From: Mike Lorrey (mlorrey@datamann.com)
Date: Sun Apr 14 2002 - 19:20:26 MDT
Lee Corbin wrote:
>
> Curt, Greg, and Mike have constructively added to the
> discussion on Meso-American vs. Middle Eastern development,
> but, alas, we have all been undone by the presence of blanks
> within the charts, and the resulting distortion of the graphs
> when viewed by various email programs. For example, according
> to Curt's chart (as I cut and paste ascii text), it looks as
> though villages first developed in the West at 7000 B.C.,
> which is different from what I gave.
I would like to point out, though, that much of what we 'know' about
western breakthroughs is highly tentative. Western civilizations were
located generally in highly tropical locales, which allows the jungle to
quickly rot, erode, and cover up things, and it seems that in many
locations that there is still much more to find deeper down you dig, and
much is being discovered about sites long excavated. For example,
Tenochtitlan sports little human figurines all over the place, either
toys or religious items or what is not known. What is known is that
these clay figurines were mass produced in identical molds, revealing a
level of abstract industrial thinking that was quite advanced.
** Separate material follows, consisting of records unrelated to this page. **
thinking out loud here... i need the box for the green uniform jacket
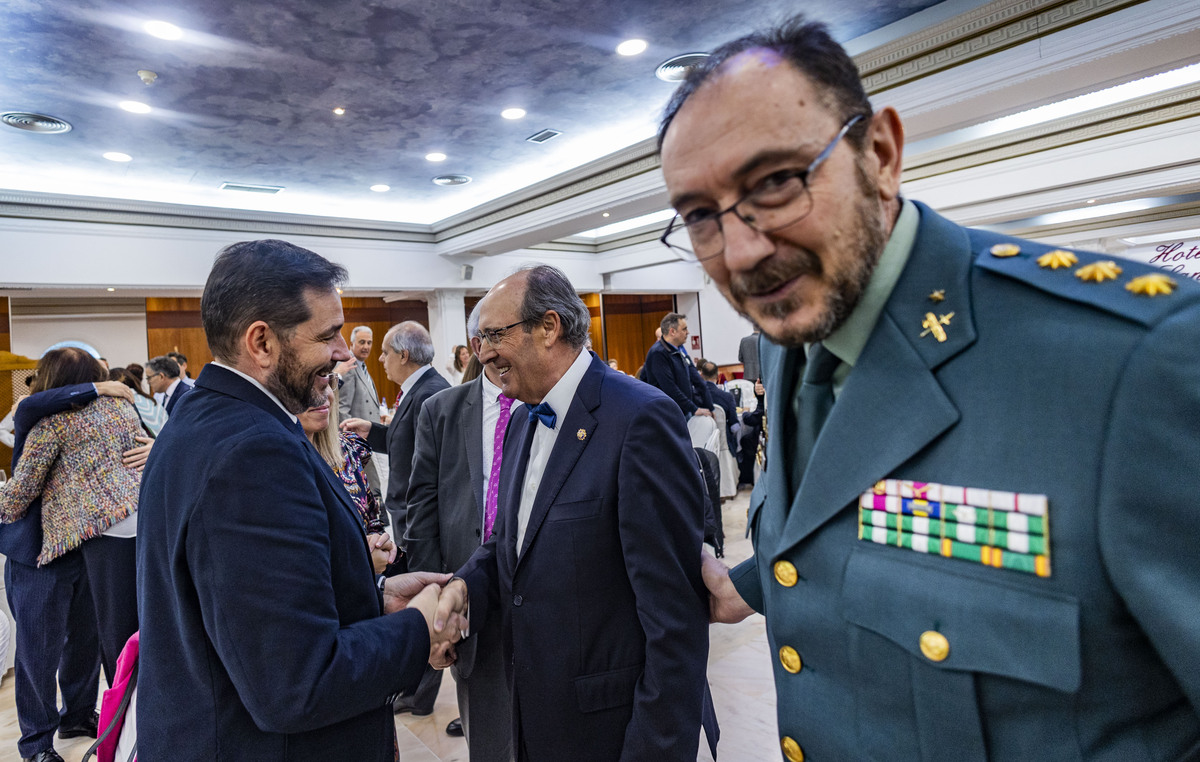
[733,202,1200,760]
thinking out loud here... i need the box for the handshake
[381,572,470,669]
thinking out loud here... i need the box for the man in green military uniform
[658,15,1200,761]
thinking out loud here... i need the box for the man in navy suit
[659,15,1200,759]
[4,379,143,762]
[642,312,712,419]
[145,355,191,414]
[137,240,456,761]
[437,265,713,761]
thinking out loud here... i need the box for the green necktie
[789,343,840,494]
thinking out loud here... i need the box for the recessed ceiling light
[432,174,471,186]
[103,152,132,162]
[425,152,447,162]
[332,107,346,116]
[501,108,526,120]
[1086,199,1097,204]
[143,20,182,40]
[369,184,390,192]
[656,52,710,82]
[106,287,116,292]
[617,39,647,56]
[119,101,151,114]
[602,212,610,217]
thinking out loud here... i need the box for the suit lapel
[764,203,978,560]
[463,379,485,518]
[514,355,602,567]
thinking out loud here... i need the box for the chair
[710,406,739,499]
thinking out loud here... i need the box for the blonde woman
[299,382,396,573]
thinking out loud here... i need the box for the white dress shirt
[516,348,591,554]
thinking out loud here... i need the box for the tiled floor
[0,491,778,761]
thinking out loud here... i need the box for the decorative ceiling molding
[0,191,434,242]
[859,0,1146,93]
[905,83,1200,180]
[990,194,1200,239]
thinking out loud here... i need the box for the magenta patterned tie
[484,394,514,541]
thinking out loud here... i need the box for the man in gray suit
[337,325,383,496]
[407,318,516,759]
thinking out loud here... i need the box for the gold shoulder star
[1075,261,1123,283]
[928,289,945,303]
[990,243,1020,258]
[1037,249,1078,270]
[1125,273,1176,297]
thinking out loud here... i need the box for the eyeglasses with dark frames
[476,319,529,348]
[660,114,864,262]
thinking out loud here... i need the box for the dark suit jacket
[458,354,710,760]
[732,202,1200,759]
[0,384,98,565]
[643,339,710,416]
[738,333,761,382]
[163,378,191,414]
[366,366,450,545]
[137,365,430,761]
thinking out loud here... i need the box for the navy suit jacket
[733,202,1200,759]
[643,339,710,416]
[137,365,430,761]
[367,367,450,544]
[0,384,98,566]
[163,378,191,414]
[458,354,710,760]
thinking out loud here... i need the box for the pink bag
[82,631,138,762]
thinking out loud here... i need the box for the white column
[426,289,467,380]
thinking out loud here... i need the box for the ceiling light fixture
[370,184,390,192]
[332,107,346,116]
[425,152,446,162]
[432,174,471,186]
[119,100,152,114]
[656,52,710,82]
[103,152,133,162]
[143,20,182,40]
[137,70,158,86]
[1,112,72,133]
[106,288,116,292]
[617,39,647,56]
[602,212,610,217]
[501,108,526,120]
[1087,199,1097,204]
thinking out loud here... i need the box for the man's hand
[694,407,714,418]
[122,436,154,471]
[334,358,358,376]
[382,571,454,614]
[433,578,469,636]
[701,549,754,624]
[339,417,372,438]
[754,379,765,397]
[366,532,398,575]
[403,583,462,667]
[95,380,136,404]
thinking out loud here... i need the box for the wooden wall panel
[581,293,602,358]
[600,294,674,377]
[340,298,428,408]
[145,298,211,378]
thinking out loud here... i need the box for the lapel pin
[920,312,955,343]
[1037,249,1078,270]
[928,289,945,303]
[577,428,587,441]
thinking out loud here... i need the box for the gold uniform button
[781,736,804,762]
[990,243,1020,258]
[778,645,802,674]
[773,560,798,587]
[919,630,950,662]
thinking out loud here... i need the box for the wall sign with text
[1119,240,1200,281]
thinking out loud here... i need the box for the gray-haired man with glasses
[659,13,1200,762]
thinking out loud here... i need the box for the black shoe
[23,750,65,762]
[446,717,464,737]
[58,710,98,739]
[392,699,433,717]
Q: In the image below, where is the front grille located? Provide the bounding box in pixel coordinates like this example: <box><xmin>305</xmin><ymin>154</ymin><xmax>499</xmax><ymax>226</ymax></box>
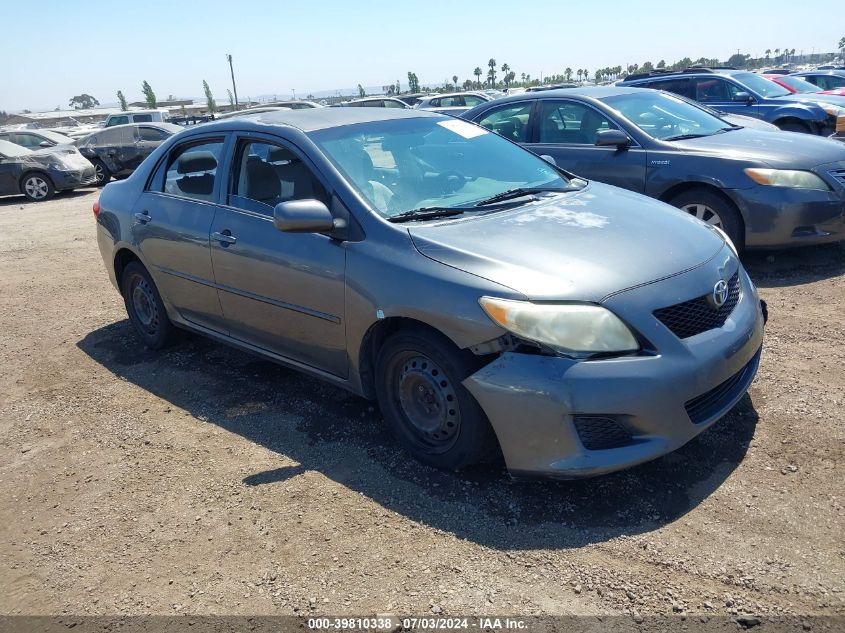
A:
<box><xmin>573</xmin><ymin>416</ymin><xmax>633</xmax><ymax>450</ymax></box>
<box><xmin>684</xmin><ymin>349</ymin><xmax>760</xmax><ymax>425</ymax></box>
<box><xmin>654</xmin><ymin>271</ymin><xmax>740</xmax><ymax>339</ymax></box>
<box><xmin>828</xmin><ymin>168</ymin><xmax>845</xmax><ymax>187</ymax></box>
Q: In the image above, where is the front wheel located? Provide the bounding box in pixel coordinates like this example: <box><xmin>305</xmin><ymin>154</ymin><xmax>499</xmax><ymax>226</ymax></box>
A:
<box><xmin>375</xmin><ymin>329</ymin><xmax>498</xmax><ymax>470</ymax></box>
<box><xmin>670</xmin><ymin>188</ymin><xmax>744</xmax><ymax>251</ymax></box>
<box><xmin>121</xmin><ymin>262</ymin><xmax>174</xmax><ymax>349</ymax></box>
<box><xmin>21</xmin><ymin>173</ymin><xmax>55</xmax><ymax>201</ymax></box>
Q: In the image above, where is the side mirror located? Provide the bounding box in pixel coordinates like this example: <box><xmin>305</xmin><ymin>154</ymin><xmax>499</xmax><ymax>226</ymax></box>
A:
<box><xmin>595</xmin><ymin>129</ymin><xmax>630</xmax><ymax>147</ymax></box>
<box><xmin>539</xmin><ymin>154</ymin><xmax>557</xmax><ymax>165</ymax></box>
<box><xmin>39</xmin><ymin>140</ymin><xmax>52</xmax><ymax>148</ymax></box>
<box><xmin>273</xmin><ymin>199</ymin><xmax>336</xmax><ymax>233</ymax></box>
<box><xmin>733</xmin><ymin>91</ymin><xmax>753</xmax><ymax>104</ymax></box>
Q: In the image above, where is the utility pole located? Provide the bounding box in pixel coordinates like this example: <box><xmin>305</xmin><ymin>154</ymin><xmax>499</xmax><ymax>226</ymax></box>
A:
<box><xmin>226</xmin><ymin>53</ymin><xmax>239</xmax><ymax>111</ymax></box>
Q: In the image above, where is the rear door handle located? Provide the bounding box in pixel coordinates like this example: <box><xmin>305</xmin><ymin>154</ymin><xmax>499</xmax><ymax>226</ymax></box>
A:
<box><xmin>211</xmin><ymin>231</ymin><xmax>237</xmax><ymax>245</ymax></box>
<box><xmin>134</xmin><ymin>211</ymin><xmax>151</xmax><ymax>223</ymax></box>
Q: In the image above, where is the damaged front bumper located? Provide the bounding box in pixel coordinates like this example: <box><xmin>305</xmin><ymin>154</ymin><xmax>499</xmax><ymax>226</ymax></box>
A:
<box><xmin>463</xmin><ymin>261</ymin><xmax>765</xmax><ymax>479</ymax></box>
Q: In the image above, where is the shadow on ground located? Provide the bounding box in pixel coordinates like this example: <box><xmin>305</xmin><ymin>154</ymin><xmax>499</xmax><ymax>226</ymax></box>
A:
<box><xmin>742</xmin><ymin>242</ymin><xmax>844</xmax><ymax>288</ymax></box>
<box><xmin>78</xmin><ymin>321</ymin><xmax>758</xmax><ymax>550</ymax></box>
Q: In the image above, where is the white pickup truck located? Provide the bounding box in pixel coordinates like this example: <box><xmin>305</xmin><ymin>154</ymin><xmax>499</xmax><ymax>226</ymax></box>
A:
<box><xmin>103</xmin><ymin>110</ymin><xmax>168</xmax><ymax>127</ymax></box>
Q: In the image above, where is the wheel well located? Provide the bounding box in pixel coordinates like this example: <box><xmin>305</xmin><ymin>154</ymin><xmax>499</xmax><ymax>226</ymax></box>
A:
<box><xmin>113</xmin><ymin>248</ymin><xmax>142</xmax><ymax>286</ymax></box>
<box><xmin>358</xmin><ymin>317</ymin><xmax>459</xmax><ymax>400</ymax></box>
<box><xmin>658</xmin><ymin>182</ymin><xmax>745</xmax><ymax>242</ymax></box>
<box><xmin>772</xmin><ymin>117</ymin><xmax>811</xmax><ymax>132</ymax></box>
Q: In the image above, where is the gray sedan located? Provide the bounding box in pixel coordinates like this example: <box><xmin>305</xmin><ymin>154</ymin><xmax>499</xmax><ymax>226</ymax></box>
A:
<box><xmin>95</xmin><ymin>108</ymin><xmax>765</xmax><ymax>479</ymax></box>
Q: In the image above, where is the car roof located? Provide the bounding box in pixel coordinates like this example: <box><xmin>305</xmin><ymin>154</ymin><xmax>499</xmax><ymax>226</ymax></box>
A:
<box><xmin>794</xmin><ymin>69</ymin><xmax>845</xmax><ymax>77</ymax></box>
<box><xmin>196</xmin><ymin>107</ymin><xmax>440</xmax><ymax>133</ymax></box>
<box><xmin>473</xmin><ymin>85</ymin><xmax>649</xmax><ymax>104</ymax></box>
<box><xmin>624</xmin><ymin>68</ymin><xmax>745</xmax><ymax>82</ymax></box>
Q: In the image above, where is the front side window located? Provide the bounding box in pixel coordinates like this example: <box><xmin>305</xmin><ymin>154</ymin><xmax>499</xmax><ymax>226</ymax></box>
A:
<box><xmin>383</xmin><ymin>99</ymin><xmax>406</xmax><ymax>109</ymax></box>
<box><xmin>310</xmin><ymin>116</ymin><xmax>569</xmax><ymax>219</ymax></box>
<box><xmin>163</xmin><ymin>139</ymin><xmax>225</xmax><ymax>202</ymax></box>
<box><xmin>230</xmin><ymin>141</ymin><xmax>327</xmax><ymax>214</ymax></box>
<box><xmin>475</xmin><ymin>102</ymin><xmax>533</xmax><ymax>143</ymax></box>
<box><xmin>12</xmin><ymin>133</ymin><xmax>42</xmax><ymax>148</ymax></box>
<box><xmin>537</xmin><ymin>101</ymin><xmax>618</xmax><ymax>144</ymax></box>
<box><xmin>138</xmin><ymin>127</ymin><xmax>169</xmax><ymax>141</ymax></box>
<box><xmin>108</xmin><ymin>116</ymin><xmax>129</xmax><ymax>127</ymax></box>
<box><xmin>603</xmin><ymin>91</ymin><xmax>731</xmax><ymax>141</ymax></box>
<box><xmin>463</xmin><ymin>95</ymin><xmax>486</xmax><ymax>107</ymax></box>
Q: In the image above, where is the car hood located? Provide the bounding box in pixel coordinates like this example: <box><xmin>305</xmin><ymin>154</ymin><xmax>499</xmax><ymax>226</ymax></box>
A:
<box><xmin>670</xmin><ymin>128</ymin><xmax>845</xmax><ymax>168</ymax></box>
<box><xmin>783</xmin><ymin>93</ymin><xmax>845</xmax><ymax>107</ymax></box>
<box><xmin>408</xmin><ymin>183</ymin><xmax>726</xmax><ymax>302</ymax></box>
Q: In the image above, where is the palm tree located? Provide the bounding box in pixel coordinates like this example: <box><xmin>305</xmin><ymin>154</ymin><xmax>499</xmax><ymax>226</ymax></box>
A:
<box><xmin>840</xmin><ymin>36</ymin><xmax>845</xmax><ymax>55</ymax></box>
<box><xmin>501</xmin><ymin>64</ymin><xmax>511</xmax><ymax>88</ymax></box>
<box><xmin>473</xmin><ymin>66</ymin><xmax>482</xmax><ymax>89</ymax></box>
<box><xmin>452</xmin><ymin>75</ymin><xmax>458</xmax><ymax>90</ymax></box>
<box><xmin>576</xmin><ymin>69</ymin><xmax>582</xmax><ymax>82</ymax></box>
<box><xmin>765</xmin><ymin>49</ymin><xmax>771</xmax><ymax>62</ymax></box>
<box><xmin>487</xmin><ymin>58</ymin><xmax>497</xmax><ymax>88</ymax></box>
<box><xmin>774</xmin><ymin>48</ymin><xmax>780</xmax><ymax>61</ymax></box>
<box><xmin>565</xmin><ymin>67</ymin><xmax>572</xmax><ymax>81</ymax></box>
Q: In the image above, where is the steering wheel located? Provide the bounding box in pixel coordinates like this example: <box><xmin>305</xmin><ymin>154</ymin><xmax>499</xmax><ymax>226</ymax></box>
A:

Furthermore, because the fingerprints of the workers packing clay into
the molds can be tracked and the genders of the workers discerned, it
shows that these industrialized jobs slowly shifted from domination by
males to females.
The meso-american civilization's primary problems with advancing their
technology is that they were predominantly located in regions bereft of
any appreciable amount of metal ores outside of gold and silver.
Sedimentary plains like that of Babylon, they didn't have a nearby
Damascus to develop metals technology. By the time of the Conquistadors,
some Toltecs were just starting to experiment with iron, though this
large delay was largely due to the middle ages collapse of the Mayan
civilization due to Tangaroa related environmental changes.